In the value-added system, a student's past performance on tests is used to project his or her future results. The difference between the prediction and the student's actual performance after a year is the "value" that the teacher added or subtracted.

A warning on value-added was given by Mathematica Policy Research an organization working for the U.S. Education Department, which is headed by Education Secretary Arne Duncan, a supporter of the method. Mathematica said the value-added system was a useful evaluation tool but:

“Our results strongly support the notion that policymakers must carefully consider system error rates in designing and implementing teacher performance measurement systems that are based on value-added models… Consideration of error rates is especially important when evaluating whether and how to use value-added estimates for making high-stakes decisions regarding teachers (such as tenure and firing decisions)...

“Using rigorous statistical methods and realistic performance measurement schemes, (this) paper presents evidence that value-added estimates for teacher-level analyses are subject to a considerable degree of random error…”

In the Times’s evaluation system, the possibility of error is expressed as confidence levels, in terms of plus and minus. The margin of error for English scores is plus or minus five for the highest and lowest scorers. For math, it is plus or minus seven. Accuracy is even lower for teachers in the middle. I checked the evaluation of a teacher I know to be outstanding. Like the others, his name was listed with a colored bar, divided up into sections ranging from “least effective” to “most effective.” A diamond marked his position on the chart. I looked at the chart and read the brief text but saw no reference to confidence levels, or possibility of error.

The teacher was rated “more effective.” He was on the line between “more effective” and “most effective” in math. He was near the line on English and in overall standing. Because of the error factor, he could well have crossed the line on math and actually be in the “most effective” category. That is because of the plus or minus factor in the confidence level. The same could be true in English and in the overall standing. A parent looking at the evaluation could wrongly conclude that he was not as good as a “most effective” teacher when actually he might have been robbed of being in that top category by an error.
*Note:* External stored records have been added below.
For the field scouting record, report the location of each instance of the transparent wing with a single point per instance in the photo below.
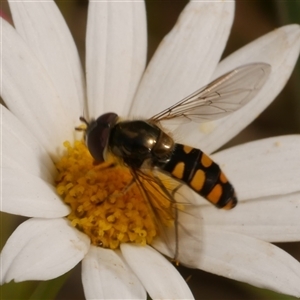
(177, 219)
(221, 97)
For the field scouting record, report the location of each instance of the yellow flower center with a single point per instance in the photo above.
(107, 204)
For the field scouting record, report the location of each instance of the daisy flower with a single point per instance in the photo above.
(45, 89)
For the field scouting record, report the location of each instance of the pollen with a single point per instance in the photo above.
(106, 203)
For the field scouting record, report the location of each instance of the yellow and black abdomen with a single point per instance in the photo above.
(199, 172)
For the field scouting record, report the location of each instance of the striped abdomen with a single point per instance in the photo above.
(205, 177)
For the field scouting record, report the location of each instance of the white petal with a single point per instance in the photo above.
(46, 33)
(41, 250)
(263, 168)
(116, 54)
(186, 58)
(28, 92)
(249, 260)
(106, 276)
(159, 276)
(280, 48)
(22, 151)
(273, 219)
(27, 195)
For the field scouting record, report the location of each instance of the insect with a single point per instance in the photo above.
(143, 145)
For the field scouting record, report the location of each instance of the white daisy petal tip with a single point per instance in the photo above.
(249, 260)
(41, 249)
(103, 270)
(159, 271)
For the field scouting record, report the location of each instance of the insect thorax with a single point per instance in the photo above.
(138, 141)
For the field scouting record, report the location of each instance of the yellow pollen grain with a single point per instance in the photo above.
(104, 202)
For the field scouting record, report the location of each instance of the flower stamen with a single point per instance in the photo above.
(106, 203)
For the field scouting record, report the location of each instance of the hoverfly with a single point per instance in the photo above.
(143, 146)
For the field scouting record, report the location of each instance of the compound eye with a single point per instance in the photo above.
(97, 135)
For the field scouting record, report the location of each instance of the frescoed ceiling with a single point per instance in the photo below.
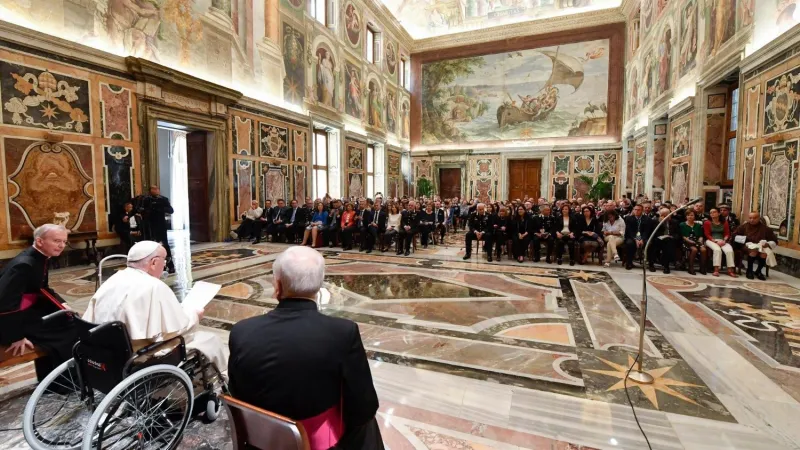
(430, 18)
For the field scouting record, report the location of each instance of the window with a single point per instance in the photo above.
(733, 125)
(405, 73)
(373, 45)
(370, 171)
(320, 163)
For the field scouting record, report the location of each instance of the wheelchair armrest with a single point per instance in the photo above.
(158, 345)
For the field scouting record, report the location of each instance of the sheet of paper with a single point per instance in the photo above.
(200, 295)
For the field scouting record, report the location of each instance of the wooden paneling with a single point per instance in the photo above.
(616, 70)
(524, 178)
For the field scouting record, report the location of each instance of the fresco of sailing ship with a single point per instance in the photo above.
(550, 92)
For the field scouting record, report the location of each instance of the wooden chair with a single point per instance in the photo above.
(7, 360)
(255, 428)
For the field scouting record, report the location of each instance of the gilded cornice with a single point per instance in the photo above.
(536, 27)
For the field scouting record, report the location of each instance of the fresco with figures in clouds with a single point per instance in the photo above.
(429, 18)
(547, 92)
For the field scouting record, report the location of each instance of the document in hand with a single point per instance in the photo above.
(201, 293)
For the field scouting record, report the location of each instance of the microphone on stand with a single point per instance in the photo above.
(639, 375)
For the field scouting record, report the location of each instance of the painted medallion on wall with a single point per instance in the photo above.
(325, 77)
(274, 141)
(681, 137)
(688, 53)
(375, 104)
(352, 24)
(391, 110)
(782, 103)
(42, 99)
(294, 62)
(353, 98)
(720, 24)
(391, 57)
(548, 92)
(48, 183)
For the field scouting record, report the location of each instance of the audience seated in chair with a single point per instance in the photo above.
(302, 364)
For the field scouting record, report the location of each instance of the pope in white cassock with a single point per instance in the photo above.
(136, 297)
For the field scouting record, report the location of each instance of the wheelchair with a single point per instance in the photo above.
(110, 397)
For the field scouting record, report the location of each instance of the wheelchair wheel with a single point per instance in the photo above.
(56, 413)
(147, 410)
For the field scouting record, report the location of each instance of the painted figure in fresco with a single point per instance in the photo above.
(689, 42)
(354, 92)
(325, 78)
(375, 106)
(135, 24)
(665, 53)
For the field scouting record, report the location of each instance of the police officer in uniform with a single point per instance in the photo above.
(480, 229)
(409, 224)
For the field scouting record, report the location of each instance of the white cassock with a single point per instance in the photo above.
(152, 313)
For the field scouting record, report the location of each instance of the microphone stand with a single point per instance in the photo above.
(639, 375)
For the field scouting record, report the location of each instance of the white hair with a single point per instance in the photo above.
(42, 231)
(300, 271)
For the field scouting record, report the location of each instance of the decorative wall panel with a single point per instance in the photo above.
(115, 112)
(48, 181)
(38, 98)
(119, 185)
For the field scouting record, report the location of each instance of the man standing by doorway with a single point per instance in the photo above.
(156, 207)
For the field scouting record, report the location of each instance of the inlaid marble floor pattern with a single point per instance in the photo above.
(474, 355)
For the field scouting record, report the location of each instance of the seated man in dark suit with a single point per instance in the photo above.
(302, 364)
(637, 231)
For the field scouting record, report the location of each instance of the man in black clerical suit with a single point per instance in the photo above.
(409, 226)
(479, 228)
(376, 225)
(305, 365)
(637, 231)
(25, 298)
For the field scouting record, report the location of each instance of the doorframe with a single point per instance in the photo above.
(450, 165)
(544, 188)
(151, 114)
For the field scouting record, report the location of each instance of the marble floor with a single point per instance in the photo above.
(478, 355)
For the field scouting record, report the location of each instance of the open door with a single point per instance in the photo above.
(197, 175)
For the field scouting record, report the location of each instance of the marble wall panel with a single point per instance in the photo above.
(118, 167)
(244, 185)
(115, 111)
(715, 143)
(44, 99)
(49, 182)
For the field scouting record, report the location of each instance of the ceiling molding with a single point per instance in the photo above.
(531, 28)
(390, 23)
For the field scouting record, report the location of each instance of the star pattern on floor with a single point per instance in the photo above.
(660, 383)
(585, 276)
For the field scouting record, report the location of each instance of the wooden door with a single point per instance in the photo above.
(524, 178)
(450, 183)
(197, 175)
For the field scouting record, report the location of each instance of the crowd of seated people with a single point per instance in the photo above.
(609, 231)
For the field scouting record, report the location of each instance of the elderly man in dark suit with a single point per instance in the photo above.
(300, 363)
(25, 298)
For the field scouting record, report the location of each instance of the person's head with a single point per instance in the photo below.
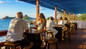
(60, 18)
(51, 18)
(66, 18)
(41, 16)
(19, 15)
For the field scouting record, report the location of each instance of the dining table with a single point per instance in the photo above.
(34, 36)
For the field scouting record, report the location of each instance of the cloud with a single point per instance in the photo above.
(42, 9)
(1, 2)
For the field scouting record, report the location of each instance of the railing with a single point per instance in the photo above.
(4, 32)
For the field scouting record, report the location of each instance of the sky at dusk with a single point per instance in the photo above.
(10, 7)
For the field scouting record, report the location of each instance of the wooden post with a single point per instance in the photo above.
(55, 13)
(69, 16)
(73, 17)
(37, 9)
(64, 14)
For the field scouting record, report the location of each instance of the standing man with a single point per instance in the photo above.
(16, 29)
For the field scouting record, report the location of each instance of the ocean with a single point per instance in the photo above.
(4, 25)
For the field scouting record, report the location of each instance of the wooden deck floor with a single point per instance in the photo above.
(78, 41)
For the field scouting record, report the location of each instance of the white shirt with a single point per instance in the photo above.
(50, 24)
(16, 29)
(60, 22)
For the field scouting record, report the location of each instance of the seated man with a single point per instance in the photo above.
(16, 29)
(49, 25)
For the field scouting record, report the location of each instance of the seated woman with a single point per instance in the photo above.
(41, 26)
(41, 22)
(60, 22)
(66, 20)
(49, 25)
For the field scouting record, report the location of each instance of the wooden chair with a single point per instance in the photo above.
(11, 45)
(52, 41)
(66, 32)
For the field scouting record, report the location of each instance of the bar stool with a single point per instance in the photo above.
(52, 41)
(11, 45)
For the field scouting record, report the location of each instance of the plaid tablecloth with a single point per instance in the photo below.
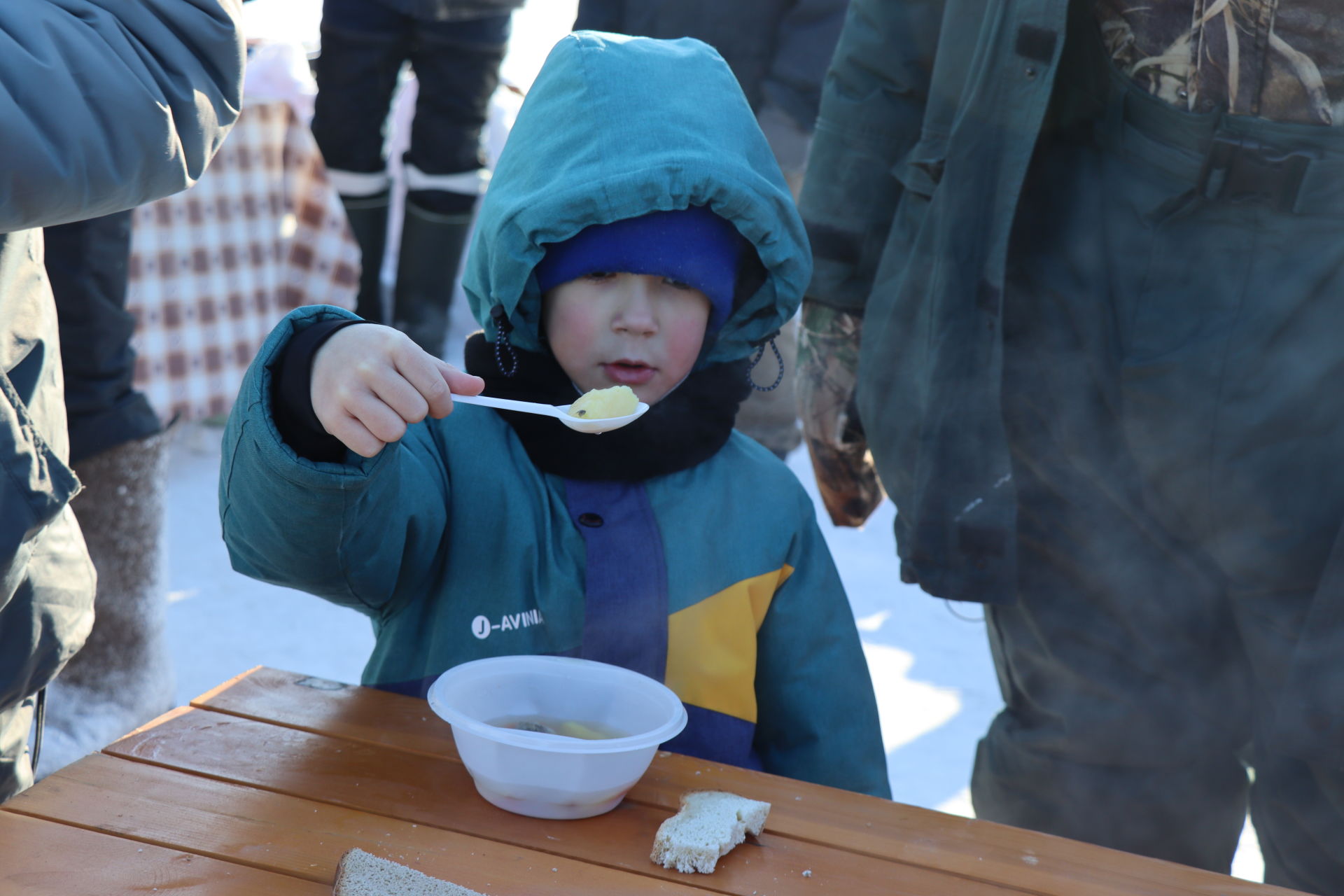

I asked Times Asst. Managing Editor David Lauter about this. “We took several steps to deal with the inherent error rate that is involved in any statistical measure,” he said in e-mail. “First and most importantly we did not publish any individual score…Instead, we reported the scores only in broad categories.”

True, no individual numbers were published. But the sharp looking color bar and the text gave as powerful a message as publishing the actual ratings. And while the Times explained the possibility of sampling error, it did so in an article found elsewhere on the web site in its teacher evaluation package. It would take a dedicated reader to dig out this important bit of information. Lauter disagreed, saying the information was accessible. He has more faith than I do in readers rooting out information from the Times web site.

Another research organization, the Economic Policy Institute, also raised a point about the sampling. Such test results, EPI said, usually do not come from classes where students were enrolled at random or by chance. Random sampling is important in statistical reporting. EPI said classes usually are formed by “non-random selection.” Examples of such classroom assignment are: principals spreading high and low achievers among classrooms; separating troublemaking friends; rewarding or punishing teachers with “good” or “bad” classes and yielding to parental pressure.

Lauter said some researchers “have made a considerable point” of the non- random selection issue but he said the Times’s analysis “reliably takes into account differences among students and produces unbiased results.”
He said the paper explained the error factor to its readers and that its articles repeatedly said, “value-added is just one measure” of a teacher’s work.

The Times should have done much better in filling out the story of this controversial evaluation measure and emphasizing the chance for error. It should have made a greater point of value-added being just one factor in judging a teacher. Most experts figure it should be about 30 per cent. The on-line evaluation of the teacher I know has no mention of the many other qualities he brings to the classroom. All anyone sees is his value-added score.

From the powerful first story featuring two “least effective” teachers to the posted data base of the elementary teachers’ scores, the package suggests that that value-added was the decisive factor in the Times evaluation of teachers. In fact, the construction and play of the stories and the charts told readers that this was THE evaluation.